Lilliputian windmills, water mills, solar panels and biomass furnaces could have a big collective impact.

Talk of the mass production of biofuels in Africa is premature, but advances have been made. Some investors are backing jatropha, a plant whose seeds produce an oil for burning in generators. There is also an effort to tap geothermal energy. The Great Rift Valley, from Eritrea to Mozambique, could produce 7,000MW. Kenya hopes to get 20% of its energy from geothermal sources by 2017.

Engineers think they can also use the steady winds in Africa's mountain ranges for power production. And if the costs of using the sun's warmth can be reduced to 30% below its present cost, vast solar farms could offer cheap, clean energy for African cities and in doing so boost incomes in rural areas. Egypt, which relies mostly on natural gas, is looking hard at solar power.
The World Bank has undertaken an initiative called Lighting Africa. We'll see how much of that is either frustrated or pillaged by local governments. Perhaps there will be some residual good.


Ymarsakar said...

As time goes on, more and more I recognize the difference between people that believe in uplifting humanity into a better situation and those that believe in keeping humanity down in the peasant/serf/slave class.
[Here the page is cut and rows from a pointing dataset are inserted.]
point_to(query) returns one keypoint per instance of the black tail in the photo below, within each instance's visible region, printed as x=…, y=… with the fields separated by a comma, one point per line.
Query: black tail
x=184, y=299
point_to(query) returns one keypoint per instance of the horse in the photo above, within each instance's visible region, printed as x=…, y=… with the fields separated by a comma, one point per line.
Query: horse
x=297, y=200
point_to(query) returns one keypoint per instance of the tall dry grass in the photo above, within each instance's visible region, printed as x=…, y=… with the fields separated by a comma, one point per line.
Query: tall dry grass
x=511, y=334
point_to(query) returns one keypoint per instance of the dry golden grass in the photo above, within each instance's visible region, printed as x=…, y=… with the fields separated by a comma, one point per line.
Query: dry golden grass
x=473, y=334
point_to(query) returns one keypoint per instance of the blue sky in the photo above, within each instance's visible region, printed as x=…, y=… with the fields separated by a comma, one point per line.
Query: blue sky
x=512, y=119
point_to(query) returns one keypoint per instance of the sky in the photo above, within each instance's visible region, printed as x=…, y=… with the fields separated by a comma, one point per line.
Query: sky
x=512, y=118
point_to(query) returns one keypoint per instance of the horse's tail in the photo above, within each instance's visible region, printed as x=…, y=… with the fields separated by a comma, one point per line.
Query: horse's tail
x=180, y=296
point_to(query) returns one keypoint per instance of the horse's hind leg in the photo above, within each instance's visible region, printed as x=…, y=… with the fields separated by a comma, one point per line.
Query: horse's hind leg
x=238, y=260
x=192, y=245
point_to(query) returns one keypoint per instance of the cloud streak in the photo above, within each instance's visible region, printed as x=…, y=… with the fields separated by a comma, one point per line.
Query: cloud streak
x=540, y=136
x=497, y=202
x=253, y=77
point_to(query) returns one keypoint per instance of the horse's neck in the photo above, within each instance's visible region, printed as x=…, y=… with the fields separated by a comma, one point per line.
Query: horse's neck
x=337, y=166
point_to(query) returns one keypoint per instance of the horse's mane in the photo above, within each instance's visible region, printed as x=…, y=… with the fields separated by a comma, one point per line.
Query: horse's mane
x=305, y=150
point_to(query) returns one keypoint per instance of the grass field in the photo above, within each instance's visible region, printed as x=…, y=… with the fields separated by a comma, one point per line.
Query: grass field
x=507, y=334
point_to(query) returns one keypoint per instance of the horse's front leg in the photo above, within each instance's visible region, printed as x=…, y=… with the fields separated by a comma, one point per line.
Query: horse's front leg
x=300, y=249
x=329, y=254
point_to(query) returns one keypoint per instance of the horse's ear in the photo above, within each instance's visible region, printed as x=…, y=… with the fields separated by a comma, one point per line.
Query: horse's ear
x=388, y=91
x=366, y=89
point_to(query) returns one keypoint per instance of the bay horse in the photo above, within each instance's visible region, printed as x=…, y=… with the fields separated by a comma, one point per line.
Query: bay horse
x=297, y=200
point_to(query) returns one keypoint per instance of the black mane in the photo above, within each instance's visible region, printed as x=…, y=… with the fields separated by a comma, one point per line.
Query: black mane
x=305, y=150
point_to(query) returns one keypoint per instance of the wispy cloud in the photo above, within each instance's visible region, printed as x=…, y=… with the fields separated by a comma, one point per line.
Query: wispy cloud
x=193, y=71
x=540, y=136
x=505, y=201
Those of us that believe in the principles of classical liberalism, favors any power, organization, or nation that not only seeks to do good but actually makes the attempt to do good.

If it takes imperialism or American military power, then that should be what it is. Without limitations, without qualifiers. What should happen concerning alleviating human suffering is "does it work". Not "does it please the Democrat party" or "does it conform to politically correct totalitarian thought".

Ymarsakar said...

Michael Totten noticed that in an Iraqi town, their market had the English sign "supermarket". For a town that had no English or Americans living in it. He saw it as indications of something close to "imperialism".

If American Imperialism is defined as the unification of the world under one language, through the business of providing everyone economic prosperity and military security, then I suppose that is an Imperialism all classical liberals can be proud of.